AFP chief told chaplains to pray for safe visit of Pope Francis

By , on October 13, 2014


Pope Francis visits the Holy Land. Twitter photo from Vatican Communication.
Pope Francis visits the Holy Land. Twitter photo from Vatican Communication.

MANILA — Firmly believing that Divine intervention will result in the successful conclusion of any tasks, Armed Forces of the Philippines (AFP) chief-of-staff Gen. Gregorio Pio Catapang on Monday directed all military chaplains assigned to the AFP to dedicate their daily rosary prayer for the safe visit of Pope Francis in the Philippines in January 2015.

He made this call during Monday’s mass at St.

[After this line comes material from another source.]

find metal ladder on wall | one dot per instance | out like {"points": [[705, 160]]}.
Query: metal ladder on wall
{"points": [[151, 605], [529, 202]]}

Ignatius Cathedral in Camp Aguinaldo.

Pope Francis is scheduled to visit the country from Jan. 15 to 19, 2015.

Monday’s mass was held in commemoration of the 97th Anniversary of the “Great Miracle of the Sun in Fatima” at the St. Ignatius Cathedral in Camp Aguinaldo.

An estimated 500 soldiers and civilians attended the event.

Catapang has also invited other Marian devotees to attend daily rosary prayers that will be conducted every morning at the St. Ignatius Cathedral.

Acting AFP Chief Chaplain Service, Col. Bernardo T. Odfina said, “We are very much concerned for the successful visit of the Holy Father, Pope Francis here in the Philippines; and as father of the AFP, Gen. Catapang is responsible for leading the whole armed forces in supporting the government’s efforts to ensure the safe and peaceful visit of the Holy Pope.”

Catapang also urged the faithful to dedicate these daily novena prayers for the civilian hostages who are believed to be in the hands of the bandit group, Abu Sayyaf.

On Sunday, the AFP chief visited Sulu to boost the morale of the frontline soldiers who are currently tasked to conduct focused-military operations against the terrorist group.

Recently, several units were deployed to Sulu to augment security operations in the area.

Among the units that were deployed in the province include the 35th and 32nd Infantry battalions which are known to be veterans in fighting the Abu Sayyaf Group.

Currently, there are about 88 percent Catholics in the 120,000-strong AFP.

There are also buildings dedicated as house for prayers for followers of major religions such as Catholicism, Islam, Iglesia Ni Cristo, and Protestants in all major military camps all over the country.